Puss in Boots: The Last Wish

"Death is coming for your favorite feline."

Puss in Boots: The Last Wish poster
  • 103 minutes
  • Directed by Joel Crawford
  • Antonio Banderas, Salma Hayek Pinault, Harvey Guillén

⏱ 5-minute read

I’ll be the first to admit that my expectations for a sequel to a spin-off of a twenty-year-old franchise were roughly subterranean. Usually, when a studio dusts off a secondary character for another go-round a decade later, it smells of a desperate "break glass in case of dwindling quarterly earnings" situation. I walked into the theater while wearing one mismatched sock because I couldn't find its partner in the dark, and honestly, the film was so good I stopped feeling the draft on my left ankle for the entire runtime.

Scene from Puss in Boots: The Last Wish

Puss in Boots: The Last Wish isn’t just a good "kids' movie." It is a stunning, high-stakes piece of action-adventure filmmaking that makes most recent live-action blockbusters look like they were filmed in a beige basement. It’s the rare film that understands the contemporary cinematic landscape: audiences are bored of the "same old" CG polish and are craving something with a pulse, a point of view, and a bit of genuine danger.

A Painted World of High Stakes

The first thing that hits you is the look. After years of DreamWorks aiming for that hyper-real, every-hair-on-the-donkey-is-visible aesthetic, director Joel Crawford took a hard left turn into the "painterly" style pioneered by Spider-Man: Into the Spider-Verse. It looks like a storybook came to life and then decided to start a bar fight. The colors are lush, the frame rates drop during action sequences to give the movement a jagged, hand-drawn energy, and the backgrounds feel like impressionist masterpieces.

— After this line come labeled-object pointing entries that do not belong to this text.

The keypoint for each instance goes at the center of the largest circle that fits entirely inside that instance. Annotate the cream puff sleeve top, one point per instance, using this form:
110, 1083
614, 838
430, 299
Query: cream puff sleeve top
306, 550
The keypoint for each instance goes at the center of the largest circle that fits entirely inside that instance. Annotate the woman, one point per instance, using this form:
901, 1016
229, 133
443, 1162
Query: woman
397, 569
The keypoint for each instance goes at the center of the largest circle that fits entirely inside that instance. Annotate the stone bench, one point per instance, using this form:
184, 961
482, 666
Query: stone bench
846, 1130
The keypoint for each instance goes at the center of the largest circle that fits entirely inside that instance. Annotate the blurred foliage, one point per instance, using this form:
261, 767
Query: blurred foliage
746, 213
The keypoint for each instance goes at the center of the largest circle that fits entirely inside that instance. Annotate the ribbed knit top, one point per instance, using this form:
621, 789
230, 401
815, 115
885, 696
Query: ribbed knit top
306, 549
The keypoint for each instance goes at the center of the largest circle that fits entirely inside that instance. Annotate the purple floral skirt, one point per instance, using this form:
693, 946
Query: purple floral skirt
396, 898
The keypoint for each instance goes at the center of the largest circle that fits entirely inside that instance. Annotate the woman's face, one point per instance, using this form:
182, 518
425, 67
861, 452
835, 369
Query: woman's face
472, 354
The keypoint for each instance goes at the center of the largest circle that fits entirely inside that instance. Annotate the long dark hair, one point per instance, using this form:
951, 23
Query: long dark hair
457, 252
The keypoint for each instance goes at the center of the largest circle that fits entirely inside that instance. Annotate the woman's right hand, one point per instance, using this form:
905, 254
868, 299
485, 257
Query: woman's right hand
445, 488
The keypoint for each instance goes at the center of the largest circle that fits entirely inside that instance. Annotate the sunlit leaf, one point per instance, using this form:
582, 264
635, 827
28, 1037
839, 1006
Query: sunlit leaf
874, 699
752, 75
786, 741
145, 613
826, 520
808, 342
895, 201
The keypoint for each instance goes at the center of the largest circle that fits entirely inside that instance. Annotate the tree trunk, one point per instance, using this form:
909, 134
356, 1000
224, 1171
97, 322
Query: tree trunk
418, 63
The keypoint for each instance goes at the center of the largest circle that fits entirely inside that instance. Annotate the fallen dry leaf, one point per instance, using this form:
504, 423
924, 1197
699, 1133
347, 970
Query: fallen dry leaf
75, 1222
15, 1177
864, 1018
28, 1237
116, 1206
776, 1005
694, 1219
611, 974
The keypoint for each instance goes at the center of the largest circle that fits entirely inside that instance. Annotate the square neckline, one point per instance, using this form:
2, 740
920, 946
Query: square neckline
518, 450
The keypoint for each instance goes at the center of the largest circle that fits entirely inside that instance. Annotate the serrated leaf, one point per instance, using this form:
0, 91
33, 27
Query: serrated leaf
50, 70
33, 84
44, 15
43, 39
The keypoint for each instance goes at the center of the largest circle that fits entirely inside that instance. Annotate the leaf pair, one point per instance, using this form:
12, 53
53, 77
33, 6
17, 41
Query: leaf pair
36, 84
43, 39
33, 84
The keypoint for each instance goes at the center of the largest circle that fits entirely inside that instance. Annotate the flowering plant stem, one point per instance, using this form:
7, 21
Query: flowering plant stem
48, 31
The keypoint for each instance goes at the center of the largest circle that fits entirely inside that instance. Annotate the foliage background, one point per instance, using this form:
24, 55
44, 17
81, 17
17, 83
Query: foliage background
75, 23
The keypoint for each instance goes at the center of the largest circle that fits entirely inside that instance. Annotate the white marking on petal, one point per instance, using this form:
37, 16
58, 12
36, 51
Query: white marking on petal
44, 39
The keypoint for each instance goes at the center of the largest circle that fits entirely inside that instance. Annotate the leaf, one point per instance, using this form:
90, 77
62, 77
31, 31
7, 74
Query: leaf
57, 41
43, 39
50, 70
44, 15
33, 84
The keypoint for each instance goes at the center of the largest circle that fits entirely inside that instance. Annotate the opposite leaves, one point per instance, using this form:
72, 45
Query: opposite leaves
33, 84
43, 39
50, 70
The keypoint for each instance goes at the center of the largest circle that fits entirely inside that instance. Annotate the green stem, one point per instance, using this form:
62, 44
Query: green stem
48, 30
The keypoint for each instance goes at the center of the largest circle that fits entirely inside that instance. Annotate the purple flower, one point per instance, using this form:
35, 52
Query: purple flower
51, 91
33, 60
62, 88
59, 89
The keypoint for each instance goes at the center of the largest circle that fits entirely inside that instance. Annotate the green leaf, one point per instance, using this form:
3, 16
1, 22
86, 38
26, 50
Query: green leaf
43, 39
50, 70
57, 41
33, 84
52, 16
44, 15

But the real shocker is the story. Puss (Antonio Banderas, who still breathes more life into this cat than most actors do into human roles) has died eight times. He’s down to his last life. In an era where franchise characters are effectively immortal, the film does something radical: it makes our hero terrified of dying. When a mysterious Wolf (Wagner Moura) shows up to claim that final life, the movie shifts from a lighthearted romp into something approaching a fairytale slasher flick. Wagner Moura’s whistle is genuinely the most unnerving sound I’ve heard in a cinema in years; it’s the kind of audio cue that makes the hair on your arms stand up before you even see the character.

The Best Crime Family in Animation

Scene from Puss in Boots: The Last Wish

The adventure structure here is classic. Puss needs to find the "Wishing Star" to get his lives back. Along for the ride is Kitty Softpaws (Salma Hayek Pinault), who provides the perfect cynical foil to Puss’s mounting panic, and Perrito (Harvey Guillén), a therapy dog disguised as a cat who is so aggressively wholesome he should be annoying, yet somehow becomes the emotional glue of the whole film.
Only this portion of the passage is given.